Yellow Orchid
by inK.AddicTion
Summary: Molly visits Jim's grave, and struggles to reconcile Jim from IT and Jim Moriarty, mass-murderer. At his grave, she leaves a single yellow flower- the flowers he used to buy her. Two years later, Jim's face is all over the television, and a mysterious yellow flower appears...


_**Yellow Orchid**_

_**Molly visits Jim's grave, and struggles to reconcile Jim from IT and Jim Moriarty, mass-murderer. At his grave, she leaves a single yellow flower- the flowers he used to buy her. Two years later, Jim's face is all over the television, and a mysterious yellow flower appears.**_

((()))

Nervously, Molly Hooper rested her hand on the icy cold gate, peering at the cemetery beyond. The wrought iron black gate was wet with dew, and as she shifted on the spot, a bead of sharply cold water ran down her sleeve. Molly winced.

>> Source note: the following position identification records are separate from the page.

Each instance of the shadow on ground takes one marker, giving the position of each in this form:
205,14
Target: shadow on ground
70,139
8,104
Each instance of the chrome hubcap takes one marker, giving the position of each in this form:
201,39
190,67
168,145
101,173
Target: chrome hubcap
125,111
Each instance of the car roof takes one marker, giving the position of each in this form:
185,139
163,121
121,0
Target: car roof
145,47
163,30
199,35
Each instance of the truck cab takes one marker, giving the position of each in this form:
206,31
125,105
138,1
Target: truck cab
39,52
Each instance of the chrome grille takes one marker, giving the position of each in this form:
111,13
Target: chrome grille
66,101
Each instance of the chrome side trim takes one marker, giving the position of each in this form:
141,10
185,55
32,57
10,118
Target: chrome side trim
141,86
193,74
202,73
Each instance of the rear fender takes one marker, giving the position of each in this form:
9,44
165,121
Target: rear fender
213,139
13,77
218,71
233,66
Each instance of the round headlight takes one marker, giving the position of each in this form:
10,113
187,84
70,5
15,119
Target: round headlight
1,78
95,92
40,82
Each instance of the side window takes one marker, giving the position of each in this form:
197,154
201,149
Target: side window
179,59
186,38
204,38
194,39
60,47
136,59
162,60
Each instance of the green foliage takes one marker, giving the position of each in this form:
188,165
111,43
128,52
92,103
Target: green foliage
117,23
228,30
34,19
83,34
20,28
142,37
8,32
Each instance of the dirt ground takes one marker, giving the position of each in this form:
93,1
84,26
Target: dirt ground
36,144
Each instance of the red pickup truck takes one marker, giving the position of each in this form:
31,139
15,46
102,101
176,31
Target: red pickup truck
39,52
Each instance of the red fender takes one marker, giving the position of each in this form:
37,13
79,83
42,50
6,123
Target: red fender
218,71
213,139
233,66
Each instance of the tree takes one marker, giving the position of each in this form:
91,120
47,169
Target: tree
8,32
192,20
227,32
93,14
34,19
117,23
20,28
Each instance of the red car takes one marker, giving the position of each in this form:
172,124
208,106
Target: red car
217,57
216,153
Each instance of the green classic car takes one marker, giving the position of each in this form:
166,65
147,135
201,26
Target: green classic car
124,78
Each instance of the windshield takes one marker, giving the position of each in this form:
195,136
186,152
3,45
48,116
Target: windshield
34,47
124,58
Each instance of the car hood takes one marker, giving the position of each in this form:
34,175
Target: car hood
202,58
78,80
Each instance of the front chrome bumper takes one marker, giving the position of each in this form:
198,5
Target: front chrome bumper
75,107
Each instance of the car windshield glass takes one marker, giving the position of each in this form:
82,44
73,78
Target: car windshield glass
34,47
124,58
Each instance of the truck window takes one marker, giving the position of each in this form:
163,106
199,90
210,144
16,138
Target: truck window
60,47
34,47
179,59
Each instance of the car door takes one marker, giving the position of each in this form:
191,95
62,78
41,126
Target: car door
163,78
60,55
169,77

The cemetery was deserted, rows of blank grey headstones huddled in long straight lines like old soldiers too tired for war. Weeds unfolded splashes of colour amid the raging bushy grass, untrimmed, the yellow of dandelions, the pale pink-white daisies. Surly nettles and briars crouched over the tumbled walls enclosing the cemetery, round black and unripe red berries tempting an unwary hand to meet the bite of their thorns. Above all, bleak and unforgiving, the church tower rose, a solitary stark shape against the miserable, dull sky.

She shivered, not entirely from the cold, and pulled her coat closer around her as if the fabric could chase away the memory of ghostly arms around her waist, cold lips on her neck.

Mustering her courage, Molly opened the gate, cautiously readjusting her grip on the flowers she held in one hand and trying not to jump and wince at the shriek of the rusted hinges. Slowly she entered the graveyard, suppressing a shiver as a scream of wind came howling about her ankles.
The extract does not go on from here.